E na vida, como somos mais que somente o corpo, quem cuida de nossas almas quando elas adoecem? É necessário aquilo que a vida nos ensina através da espiritualidade, isto é, a cura através da fé existe há algum tempo.

Em 1988, a Organização Mundial da Saúde (OMS), incluiu a dimensão espiritual no conceito multidimensional de saúde. Para a OMS, a espiritualidade está ligada a convicções de natureza não material, o que pressupõe haver mais na vida do que trato da saúde.

Note bem, leitora, leitor amigo, plenamente compreendido, e com isto a OMS, entidade universal de saúde admite que a ciência médica não compreende tudo, levando o indivíduo a questões que vão além da materialidade científica.

A definição de espiritualidade para a OMS é “tudo o que possa demonstrar ou ter fundamento religioso e espiritual. Que possui ou revela elevação, transcendência, sublimidade. E Teologia Prática, exercícios devotos que têm por objeto a vida espiritual”.

Cuidando do espírito a Teologia Prática, para a OMS admite que reza e meditação, em pacientes com hipertensão, por exemplo, faz a pressão cair em 50% dos casos, um fato inexplicável pela Ciência. Tudo o que ocorre com o corpo é refletido diretamente no Espírito, por consequência, tudo o que acontece com o Espírito, é refletido igualmente no corpo.

O corpo físico é o instrumento de manifestação do Espírito encarnado. E tudo que nasce na inteligência, reflete nas nossas ações. Quando o Espírito está bem, o corpo está bem. Por isso, o estabelecimento da relação espírito/matéria é fundamental para melhor entender nossa evolução.

Como disse Joanna de Ângelis, precisamos de soluções para os desafios da vida. E cita algumas:

1 – A necessidade de fazer o bem, se os seres de bem não fizerem o bem, quem vai fazer? Os seres maus? Duvido muito. A espiritualidade nos ensina que “não basta não fazer o mal”, é imperioso fazer o bem. O “Amar ao próximo como a ti mesmo” é mais que palavras, é ação.

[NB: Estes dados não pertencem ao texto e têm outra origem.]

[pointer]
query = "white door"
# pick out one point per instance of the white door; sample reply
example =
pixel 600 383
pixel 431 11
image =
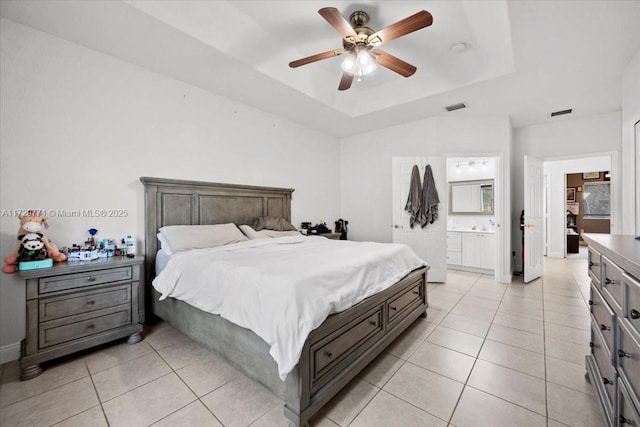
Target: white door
pixel 533 217
pixel 429 243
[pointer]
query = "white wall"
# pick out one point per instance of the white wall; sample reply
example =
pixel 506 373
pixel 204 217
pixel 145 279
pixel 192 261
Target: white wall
pixel 630 158
pixel 555 172
pixel 568 138
pixel 78 129
pixel 365 165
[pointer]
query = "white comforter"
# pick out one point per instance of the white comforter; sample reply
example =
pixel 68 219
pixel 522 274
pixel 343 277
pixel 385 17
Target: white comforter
pixel 283 288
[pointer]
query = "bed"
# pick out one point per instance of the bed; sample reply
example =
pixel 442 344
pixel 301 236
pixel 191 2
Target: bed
pixel 332 355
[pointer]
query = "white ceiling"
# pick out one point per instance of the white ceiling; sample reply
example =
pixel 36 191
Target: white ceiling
pixel 525 59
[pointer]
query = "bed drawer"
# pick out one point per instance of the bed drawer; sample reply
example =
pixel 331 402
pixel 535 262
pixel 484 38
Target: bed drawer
pixel 628 356
pixel 595 270
pixel 71 328
pixel 77 280
pixel 401 305
pixel 329 352
pixel 82 302
pixel 632 302
pixel 612 284
pixel 603 317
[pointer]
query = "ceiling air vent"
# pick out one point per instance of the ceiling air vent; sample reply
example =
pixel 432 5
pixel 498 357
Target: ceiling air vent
pixel 561 112
pixel 455 107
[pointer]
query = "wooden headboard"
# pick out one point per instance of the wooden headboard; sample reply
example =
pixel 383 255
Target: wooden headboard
pixel 178 202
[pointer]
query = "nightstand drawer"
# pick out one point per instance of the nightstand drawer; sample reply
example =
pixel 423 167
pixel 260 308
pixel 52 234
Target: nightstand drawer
pixel 77 280
pixel 57 332
pixel 82 302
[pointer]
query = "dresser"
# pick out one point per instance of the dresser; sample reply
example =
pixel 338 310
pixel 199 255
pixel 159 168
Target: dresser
pixel 613 365
pixel 77 305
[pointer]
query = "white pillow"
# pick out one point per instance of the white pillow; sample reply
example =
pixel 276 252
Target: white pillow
pixel 186 237
pixel 262 234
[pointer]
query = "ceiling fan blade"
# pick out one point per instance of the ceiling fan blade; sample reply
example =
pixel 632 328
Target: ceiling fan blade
pixel 337 21
pixel 345 81
pixel 393 63
pixel 408 25
pixel 316 57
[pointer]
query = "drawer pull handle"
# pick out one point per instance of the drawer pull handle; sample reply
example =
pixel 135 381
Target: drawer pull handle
pixel 624 420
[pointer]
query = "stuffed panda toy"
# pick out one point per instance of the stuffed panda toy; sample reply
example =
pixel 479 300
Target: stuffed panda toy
pixel 32 247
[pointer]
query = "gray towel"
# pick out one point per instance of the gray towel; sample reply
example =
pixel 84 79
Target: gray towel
pixel 430 199
pixel 414 201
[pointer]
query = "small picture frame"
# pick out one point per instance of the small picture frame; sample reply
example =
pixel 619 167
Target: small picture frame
pixel 590 175
pixel 571 194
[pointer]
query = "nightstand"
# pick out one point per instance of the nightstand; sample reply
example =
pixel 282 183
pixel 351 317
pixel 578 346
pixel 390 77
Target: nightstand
pixel 77 305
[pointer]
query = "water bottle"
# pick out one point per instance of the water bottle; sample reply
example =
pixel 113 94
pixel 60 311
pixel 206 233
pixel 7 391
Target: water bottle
pixel 131 246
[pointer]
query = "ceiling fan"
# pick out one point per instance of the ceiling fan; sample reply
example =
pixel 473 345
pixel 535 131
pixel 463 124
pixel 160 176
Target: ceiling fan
pixel 361 44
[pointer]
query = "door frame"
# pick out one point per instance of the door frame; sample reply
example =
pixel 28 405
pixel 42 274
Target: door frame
pixel 502 207
pixel 557 212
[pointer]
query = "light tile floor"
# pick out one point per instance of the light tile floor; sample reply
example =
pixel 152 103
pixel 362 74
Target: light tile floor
pixel 488 354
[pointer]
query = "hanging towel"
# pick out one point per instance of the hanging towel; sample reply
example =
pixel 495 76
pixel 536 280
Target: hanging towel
pixel 430 199
pixel 414 201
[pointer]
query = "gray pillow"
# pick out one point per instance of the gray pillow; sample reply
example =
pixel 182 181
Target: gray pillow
pixel 272 223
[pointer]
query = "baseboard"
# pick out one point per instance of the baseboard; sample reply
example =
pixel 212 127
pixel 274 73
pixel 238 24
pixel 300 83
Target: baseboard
pixel 9 353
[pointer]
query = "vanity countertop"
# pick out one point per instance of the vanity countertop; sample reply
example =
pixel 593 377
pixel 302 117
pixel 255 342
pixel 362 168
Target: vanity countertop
pixel 469 230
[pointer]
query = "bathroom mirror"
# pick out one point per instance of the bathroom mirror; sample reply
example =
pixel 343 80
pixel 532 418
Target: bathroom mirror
pixel 471 197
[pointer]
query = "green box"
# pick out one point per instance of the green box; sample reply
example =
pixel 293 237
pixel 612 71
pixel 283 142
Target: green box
pixel 32 265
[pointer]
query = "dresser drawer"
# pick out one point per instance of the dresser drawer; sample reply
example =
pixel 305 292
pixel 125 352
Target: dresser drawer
pixel 82 302
pixel 594 264
pixel 606 370
pixel 77 280
pixel 612 284
pixel 401 305
pixel 57 332
pixel 328 352
pixel 603 318
pixel 631 313
pixel 628 356
pixel 628 414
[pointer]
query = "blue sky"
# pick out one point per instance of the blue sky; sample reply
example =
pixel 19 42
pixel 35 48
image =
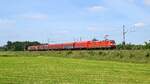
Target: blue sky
pixel 68 20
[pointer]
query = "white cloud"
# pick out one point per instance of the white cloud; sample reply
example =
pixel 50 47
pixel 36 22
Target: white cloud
pixel 139 25
pixel 6 23
pixel 92 28
pixel 37 16
pixel 96 8
pixel 147 2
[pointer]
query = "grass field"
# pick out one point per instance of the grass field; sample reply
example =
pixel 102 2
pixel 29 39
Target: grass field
pixel 57 68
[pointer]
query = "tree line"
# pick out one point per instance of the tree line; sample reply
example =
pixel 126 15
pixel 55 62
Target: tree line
pixel 22 46
pixel 18 45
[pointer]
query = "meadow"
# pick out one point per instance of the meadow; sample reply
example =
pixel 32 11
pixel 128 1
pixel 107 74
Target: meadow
pixel 75 67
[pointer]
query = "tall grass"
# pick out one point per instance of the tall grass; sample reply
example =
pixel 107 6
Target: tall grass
pixel 137 56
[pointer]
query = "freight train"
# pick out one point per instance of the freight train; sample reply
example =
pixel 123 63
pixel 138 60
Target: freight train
pixel 105 44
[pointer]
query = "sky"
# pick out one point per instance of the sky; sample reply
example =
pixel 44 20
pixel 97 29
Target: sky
pixel 58 21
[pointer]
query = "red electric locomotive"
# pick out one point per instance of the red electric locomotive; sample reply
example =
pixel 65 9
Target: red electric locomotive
pixel 105 44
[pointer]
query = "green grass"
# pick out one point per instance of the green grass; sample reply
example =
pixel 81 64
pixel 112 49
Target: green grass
pixel 75 67
pixel 54 70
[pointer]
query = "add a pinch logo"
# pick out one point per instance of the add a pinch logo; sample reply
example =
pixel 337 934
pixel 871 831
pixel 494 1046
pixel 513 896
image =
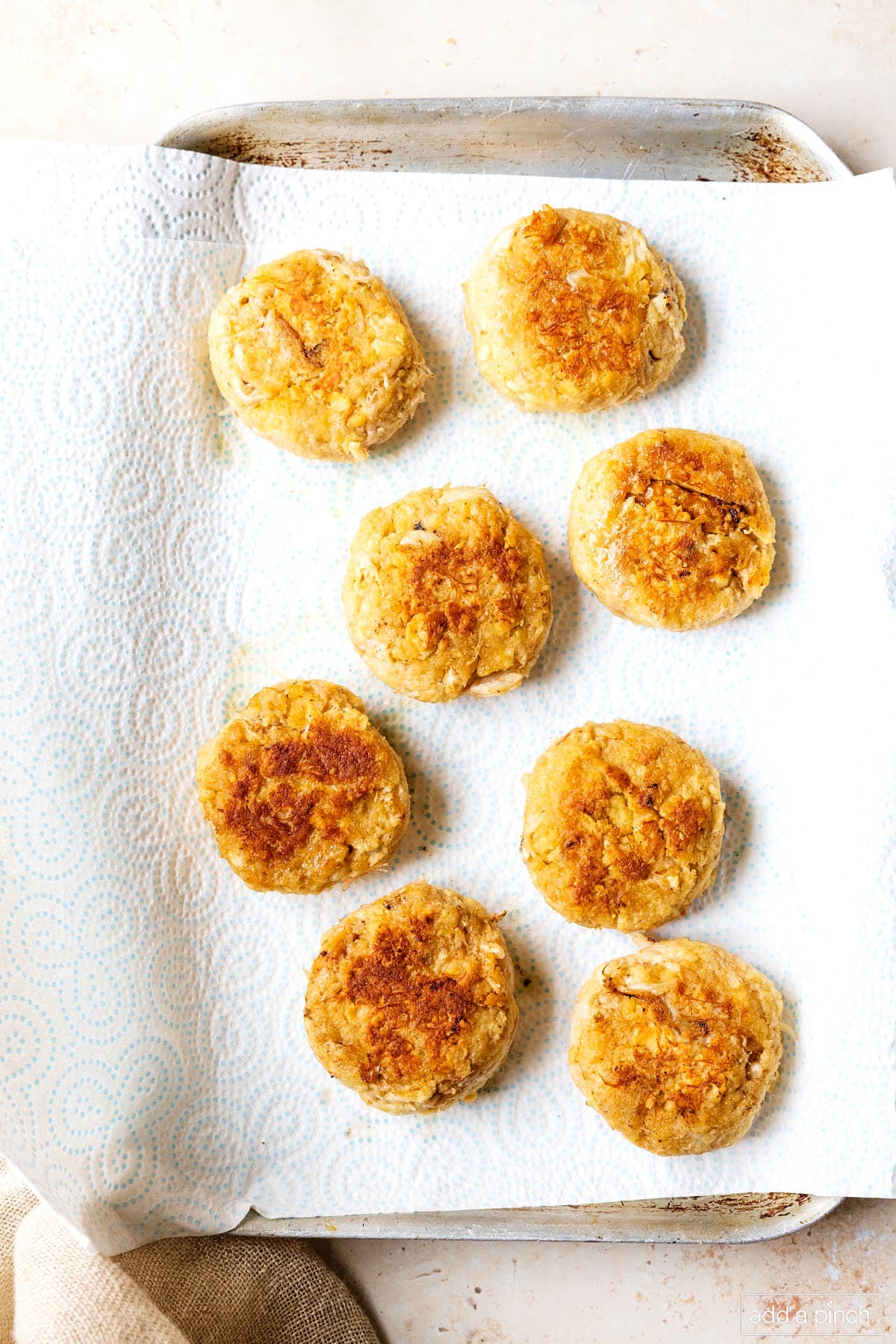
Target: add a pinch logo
pixel 812 1315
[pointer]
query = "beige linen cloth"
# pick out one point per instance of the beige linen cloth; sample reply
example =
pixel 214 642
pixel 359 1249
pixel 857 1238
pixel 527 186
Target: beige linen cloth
pixel 187 1290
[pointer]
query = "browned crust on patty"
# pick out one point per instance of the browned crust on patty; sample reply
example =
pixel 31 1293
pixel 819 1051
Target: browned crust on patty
pixel 672 528
pixel 301 790
pixel 622 826
pixel 574 311
pixel 445 593
pixel 677 1044
pixel 410 1000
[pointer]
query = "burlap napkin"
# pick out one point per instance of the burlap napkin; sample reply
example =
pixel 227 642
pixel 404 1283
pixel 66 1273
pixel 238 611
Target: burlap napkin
pixel 188 1290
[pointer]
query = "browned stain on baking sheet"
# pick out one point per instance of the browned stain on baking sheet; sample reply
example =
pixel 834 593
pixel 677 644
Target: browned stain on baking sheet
pixel 765 156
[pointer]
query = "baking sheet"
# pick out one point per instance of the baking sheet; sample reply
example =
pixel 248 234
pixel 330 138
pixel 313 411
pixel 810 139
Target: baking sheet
pixel 672 139
pixel 167 533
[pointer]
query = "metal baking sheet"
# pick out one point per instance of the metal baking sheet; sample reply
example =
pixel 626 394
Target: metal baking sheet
pixel 673 139
pixel 707 1218
pixel 677 139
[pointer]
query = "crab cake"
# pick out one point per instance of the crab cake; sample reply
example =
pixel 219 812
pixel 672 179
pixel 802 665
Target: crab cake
pixel 622 826
pixel 677 1044
pixel 574 312
pixel 301 790
pixel 410 1000
pixel 672 528
pixel 448 593
pixel 314 354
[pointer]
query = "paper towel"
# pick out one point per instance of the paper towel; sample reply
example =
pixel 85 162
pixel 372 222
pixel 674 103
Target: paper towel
pixel 160 565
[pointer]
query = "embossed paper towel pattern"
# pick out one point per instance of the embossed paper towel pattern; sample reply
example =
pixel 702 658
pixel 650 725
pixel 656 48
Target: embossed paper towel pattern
pixel 160 565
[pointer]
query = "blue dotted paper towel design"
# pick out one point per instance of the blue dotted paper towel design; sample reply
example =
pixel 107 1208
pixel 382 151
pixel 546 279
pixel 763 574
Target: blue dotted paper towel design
pixel 160 565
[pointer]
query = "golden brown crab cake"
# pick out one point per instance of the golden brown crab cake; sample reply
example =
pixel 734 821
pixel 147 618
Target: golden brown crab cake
pixel 410 1000
pixel 677 1044
pixel 314 354
pixel 622 826
pixel 301 790
pixel 574 312
pixel 672 528
pixel 447 593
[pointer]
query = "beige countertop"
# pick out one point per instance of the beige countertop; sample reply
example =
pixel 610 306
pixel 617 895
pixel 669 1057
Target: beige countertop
pixel 101 70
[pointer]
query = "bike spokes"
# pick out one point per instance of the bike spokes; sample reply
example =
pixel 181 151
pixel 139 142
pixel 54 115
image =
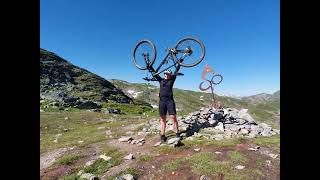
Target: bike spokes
pixel 144 54
pixel 190 51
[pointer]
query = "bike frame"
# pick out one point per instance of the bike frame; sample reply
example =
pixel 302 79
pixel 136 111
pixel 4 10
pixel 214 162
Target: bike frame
pixel 170 53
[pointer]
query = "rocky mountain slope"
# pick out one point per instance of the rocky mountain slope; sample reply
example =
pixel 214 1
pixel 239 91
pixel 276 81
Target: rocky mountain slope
pixel 188 101
pixel 62 81
pixel 263 98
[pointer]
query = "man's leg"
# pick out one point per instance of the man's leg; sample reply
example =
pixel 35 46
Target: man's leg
pixel 163 124
pixel 174 123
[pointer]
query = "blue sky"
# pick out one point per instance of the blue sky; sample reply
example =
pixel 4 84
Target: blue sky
pixel 242 38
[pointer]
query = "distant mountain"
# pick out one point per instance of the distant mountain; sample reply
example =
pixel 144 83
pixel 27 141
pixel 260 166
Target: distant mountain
pixel 60 80
pixel 262 97
pixel 188 101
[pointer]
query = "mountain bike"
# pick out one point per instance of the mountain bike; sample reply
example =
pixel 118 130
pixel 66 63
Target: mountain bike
pixel 211 83
pixel 188 52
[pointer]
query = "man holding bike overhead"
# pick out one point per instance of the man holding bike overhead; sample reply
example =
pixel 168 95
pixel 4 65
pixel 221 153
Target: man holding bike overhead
pixel 166 102
pixel 184 49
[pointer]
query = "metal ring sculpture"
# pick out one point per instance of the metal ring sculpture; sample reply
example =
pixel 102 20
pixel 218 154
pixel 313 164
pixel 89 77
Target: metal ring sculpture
pixel 211 83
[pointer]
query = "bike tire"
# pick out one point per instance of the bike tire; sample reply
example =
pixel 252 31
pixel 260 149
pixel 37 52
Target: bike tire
pixel 221 78
pixel 135 50
pixel 197 61
pixel 204 89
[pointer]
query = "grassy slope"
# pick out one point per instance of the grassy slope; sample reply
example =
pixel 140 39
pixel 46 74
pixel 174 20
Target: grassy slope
pixel 188 101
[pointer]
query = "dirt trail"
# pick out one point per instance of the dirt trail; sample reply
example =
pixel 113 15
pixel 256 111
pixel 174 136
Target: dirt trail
pixel 47 159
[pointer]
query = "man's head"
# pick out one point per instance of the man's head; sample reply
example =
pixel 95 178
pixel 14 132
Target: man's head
pixel 167 74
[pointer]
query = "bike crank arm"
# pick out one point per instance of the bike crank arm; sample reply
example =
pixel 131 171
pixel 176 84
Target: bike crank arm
pixel 164 69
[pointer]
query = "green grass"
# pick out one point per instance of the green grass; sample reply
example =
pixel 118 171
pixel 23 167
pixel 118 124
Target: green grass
pixel 173 165
pixel 204 142
pixel 205 163
pixel 271 142
pixel 101 166
pixel 237 157
pixel 68 159
pixel 133 171
pixel 81 125
pixel 144 158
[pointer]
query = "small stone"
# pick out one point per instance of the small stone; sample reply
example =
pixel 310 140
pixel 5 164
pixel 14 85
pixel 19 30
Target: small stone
pixel 273 155
pixel 80 172
pixel 128 177
pixel 119 178
pixel 268 162
pixel 89 163
pixel 157 144
pixel 129 133
pixel 129 157
pixel 173 141
pixel 218 137
pixel 124 139
pixel 197 149
pixel 133 141
pixel 203 177
pixel 140 140
pixel 240 167
pixel 220 127
pixel 108 132
pixel 106 158
pixel 244 131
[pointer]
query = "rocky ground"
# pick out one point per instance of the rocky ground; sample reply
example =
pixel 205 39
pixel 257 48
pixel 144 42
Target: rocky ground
pixel 217 144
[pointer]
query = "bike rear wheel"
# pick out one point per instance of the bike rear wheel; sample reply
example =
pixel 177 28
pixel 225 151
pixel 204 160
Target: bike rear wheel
pixel 141 50
pixel 218 82
pixel 191 50
pixel 202 87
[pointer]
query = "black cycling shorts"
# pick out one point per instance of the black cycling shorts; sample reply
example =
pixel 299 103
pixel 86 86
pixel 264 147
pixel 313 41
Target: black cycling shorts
pixel 167 106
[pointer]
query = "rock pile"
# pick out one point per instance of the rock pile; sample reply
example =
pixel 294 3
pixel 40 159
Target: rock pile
pixel 132 141
pixel 218 124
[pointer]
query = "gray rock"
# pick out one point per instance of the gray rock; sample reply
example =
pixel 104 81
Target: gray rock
pixel 89 163
pixel 124 139
pixel 217 137
pixel 244 115
pixel 203 177
pixel 218 115
pixel 266 133
pixel 87 176
pixel 244 131
pixel 232 127
pixel 220 127
pixel 129 157
pixel 129 133
pixel 119 178
pixel 128 177
pixel 106 158
pixel 173 141
pixel 240 167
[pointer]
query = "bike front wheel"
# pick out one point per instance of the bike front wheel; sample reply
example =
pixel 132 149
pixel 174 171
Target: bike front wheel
pixel 216 82
pixel 144 54
pixel 190 51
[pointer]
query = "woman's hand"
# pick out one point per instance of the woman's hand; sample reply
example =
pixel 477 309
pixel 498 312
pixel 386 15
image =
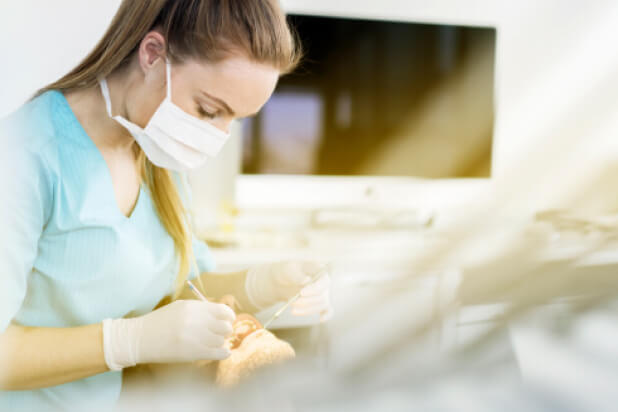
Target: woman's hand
pixel 183 331
pixel 276 282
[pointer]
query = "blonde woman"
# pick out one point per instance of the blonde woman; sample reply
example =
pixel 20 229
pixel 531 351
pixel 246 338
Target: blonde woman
pixel 94 233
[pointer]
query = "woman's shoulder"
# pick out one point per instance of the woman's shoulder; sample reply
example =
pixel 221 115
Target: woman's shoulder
pixel 33 128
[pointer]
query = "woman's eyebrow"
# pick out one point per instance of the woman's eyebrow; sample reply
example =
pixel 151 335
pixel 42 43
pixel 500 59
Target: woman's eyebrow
pixel 221 102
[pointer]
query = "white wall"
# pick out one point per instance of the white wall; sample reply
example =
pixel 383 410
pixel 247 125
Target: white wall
pixel 42 40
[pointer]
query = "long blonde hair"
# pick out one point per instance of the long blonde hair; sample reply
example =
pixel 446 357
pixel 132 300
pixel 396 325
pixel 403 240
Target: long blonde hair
pixel 205 29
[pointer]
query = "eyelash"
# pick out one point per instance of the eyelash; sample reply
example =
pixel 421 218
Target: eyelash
pixel 204 113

2 – A perspectiva intervencionista. Pessoas espiritualizadas não se acomodam com o que existe em termos de injustiças sociais e intervém, dando seu apoio a necessitados através de uma serei imensa de entidades.

3 – O foco no coletivo, preocupação no coletivo. Hoje em dia, a salvação não é um ato isolado, é preciso o outro, justamente aquele que é o receptor da caridade que se possa fazer, material e espiritualmente.

Ainda Joanna de Ângelis: “Planejar-agindo é servir- construindo. […] Planifica tudo o que possas fazer e que esteja ao teu alcance”. É uma receita adequada para que todos possam viver a vida com dignidade, propósito e voltada para o bem.